Shayla McGrorey, marketing manager of consumer products for Wireway, is trying to set a price for her most promising new product-a space-saving shoe rack suitable for small homes or apartments.
Wireway-located in Ft. Worth, Texas-is a custom producer of industrial wire products. The company has a lot of experience bending wire into many shapes and also can chrome- or gold-plate finished products. The company was started 16 years ago and has slowly built its sales volume to $3.6 million a year. Just one year ago, McGrorey was appointed marketing manager of the consumer products division. It is her responsibility to develop this division as a producer and marketer of the company's own branded products-as distinguished from custom orders, which the industrial division produces for others.

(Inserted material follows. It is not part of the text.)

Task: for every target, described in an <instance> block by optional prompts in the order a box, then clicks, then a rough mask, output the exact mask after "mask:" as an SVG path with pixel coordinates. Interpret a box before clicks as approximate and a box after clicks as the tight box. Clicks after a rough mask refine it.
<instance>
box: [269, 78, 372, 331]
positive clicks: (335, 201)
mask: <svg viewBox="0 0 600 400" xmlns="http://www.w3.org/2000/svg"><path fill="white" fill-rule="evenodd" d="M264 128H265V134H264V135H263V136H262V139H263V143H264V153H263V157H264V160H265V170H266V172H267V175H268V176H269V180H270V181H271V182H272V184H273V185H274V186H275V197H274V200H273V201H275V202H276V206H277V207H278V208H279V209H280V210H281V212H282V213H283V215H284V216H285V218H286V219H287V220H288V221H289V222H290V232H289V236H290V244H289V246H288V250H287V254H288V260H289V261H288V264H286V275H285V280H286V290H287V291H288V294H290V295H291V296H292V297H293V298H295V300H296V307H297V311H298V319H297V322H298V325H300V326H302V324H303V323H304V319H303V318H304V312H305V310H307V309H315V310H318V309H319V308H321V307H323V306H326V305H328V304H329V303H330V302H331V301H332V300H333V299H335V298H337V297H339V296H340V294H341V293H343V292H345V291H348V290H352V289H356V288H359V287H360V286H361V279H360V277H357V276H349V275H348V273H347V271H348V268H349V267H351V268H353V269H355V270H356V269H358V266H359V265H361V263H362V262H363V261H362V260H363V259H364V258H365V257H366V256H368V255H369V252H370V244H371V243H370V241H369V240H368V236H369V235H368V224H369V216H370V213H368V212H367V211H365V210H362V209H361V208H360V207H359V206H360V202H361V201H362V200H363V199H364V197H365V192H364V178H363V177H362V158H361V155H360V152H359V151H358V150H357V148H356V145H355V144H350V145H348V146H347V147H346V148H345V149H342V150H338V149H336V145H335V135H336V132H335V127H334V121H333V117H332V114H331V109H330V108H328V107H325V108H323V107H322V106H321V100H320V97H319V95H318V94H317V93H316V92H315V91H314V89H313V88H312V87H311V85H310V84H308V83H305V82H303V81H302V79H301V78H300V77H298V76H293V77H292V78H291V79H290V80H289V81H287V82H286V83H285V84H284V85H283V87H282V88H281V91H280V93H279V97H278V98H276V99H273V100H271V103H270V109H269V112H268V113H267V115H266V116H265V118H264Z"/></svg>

McGrorey has been working on a number of different product ideas for almost a year now and has developed several designs for DVD holders, racks for soft-drink cans, plate holders, doll stands, collapsible book ends, and other such products. Her most promising product is a shoe rack for crowded homes and apartments. The wire rack attaches to the inside of a closet door and holds eight pairs of shoes.
The rack is very similar to one the industrial division produced for a number of years for another company. That company sold the shoe rack and hundreds of other related items out of its "products for organizing and storing" mail-order catalog. Managers at Wireway were surprised by the high sales volume the catalog company achieved with the rack. In fact, that is what interested Wireway in the consumer market and led to the development of the separate consumer products division.
McGrorey has sold hundreds of the shoe racks to various local hardware, grocery and general merchandise stores, and wholesalers on a trial basis, but each time she has negotiated a price-and no firm policy has been set. Now she must determine what price to set on the shoe rack, which she plans to push aggressively wherever she can. Actually, she hasn't decided on exactly which channels of distribution to use. But trials in the local area have been encouraging, and as noted earlier, the experience in the industrial division suggests that there is a large market for this type of product. Further, she has noticed that a Walmart store in her local area is selling a similar rack made of plastic. When she talked casually about her product with the store manager, he suggested that she contact the chain's houseware buyers in the home office in Arkansas.
The manufacturing cost of her rack-when made in reasonable quantities-is approximately $2.80 if it is painted black and $3.60 if it is chromed. Similar products have been selling at retail in the $9.95 to $19.95 range. The sales and administrative overhead to be charged to the division will amount to $95,000 a year. This will include McGrorey's salary and some travel and office expenses. She expects that a number of other products will be developed in the near future. But for the coming year, she hopes the shoe rack will account for about half the consumer products division's sales volume.
Evaluate Shayla McGrorey's strategy planning so far. What should she do now? What price should she set for the shoe rack?